Unfortunately, the script fails to develop these characters in a nuanced way. Though we know the girls’ problems, there’s no other development among them throughout the film. Daisy seems defined by her unfortunate home life rather than any other character trait. There’s also nothing memorable about the three other girls. Rather than being complex humans — all preteen girls are quite multifaceted, in case you didn’t know — they become these two-dimensional characters who are, in all honesty, boring to watch. Not even the dialogue sounds remotely close to what young girls, or any preteen, would say. “In case you haven’t noticed, growing up isn’t great,” is uttered at one point. When have you ever heard a child say that? A female writer was desperately needed on the team to add something, anything more to these characters.
This lack of depth is also caused by a film that seems confused by the direction it wants to take. It goes from this dreamy, idyllic opening to a mystery that ends up folding into a coming-of-age story. By the end of it, there was no point in having the dead body in the film anyway since there wasn’t a whole lot of mystery to be solved, and there wasn’t anything interesting that happened. Instead, the film should have just let preteens be their messy preteen selves. It’s the strongest when the girls get to talk about everything and nothing in particular, like how most kids speak. At the start of the film, the girls discuss what they’d rename themselves and the pros and cons of wearing school uniforms.
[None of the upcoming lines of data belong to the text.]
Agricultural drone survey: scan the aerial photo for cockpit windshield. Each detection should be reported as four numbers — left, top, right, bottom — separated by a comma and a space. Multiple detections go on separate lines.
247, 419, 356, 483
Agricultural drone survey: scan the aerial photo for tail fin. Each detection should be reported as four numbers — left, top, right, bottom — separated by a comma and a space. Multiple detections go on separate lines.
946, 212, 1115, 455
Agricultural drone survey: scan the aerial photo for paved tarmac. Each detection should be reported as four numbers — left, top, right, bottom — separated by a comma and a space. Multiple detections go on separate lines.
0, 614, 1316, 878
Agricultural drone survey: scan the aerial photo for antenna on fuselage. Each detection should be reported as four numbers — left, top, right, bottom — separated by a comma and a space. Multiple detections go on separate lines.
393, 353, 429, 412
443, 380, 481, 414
It’s sweet, innocent conversations like this that actually make a coming-of-age film so pure and enjoyable to watch, not forced conversations that do nothing but try to progress a shallow story forward.
“Summering” could have been something special if it let its four female heroes shine and show their true selves, but a messy script with an uninteresting mystery took precedence. It’s easy to say the script and plot, like its characters, have much growing to do, but with an 87-minute runtime, it thankfully doesn’t overstay its welcome.
THE FINAL SCORE
THE GOOD – The short runtime doesn’t overstay its welcome. There are some great shots captured by cinematographer Greta Zozula. The most enjoyable parts are when the girls lie around and talk among themselves.
THE BAD – It never lands in terms of what type of film it wants to be. In fact, a lot of it seems forced and disingenuous, making it quite a dull watch. The script falls flat in many ways, like how you don’t feel like you know these girls that well by the end.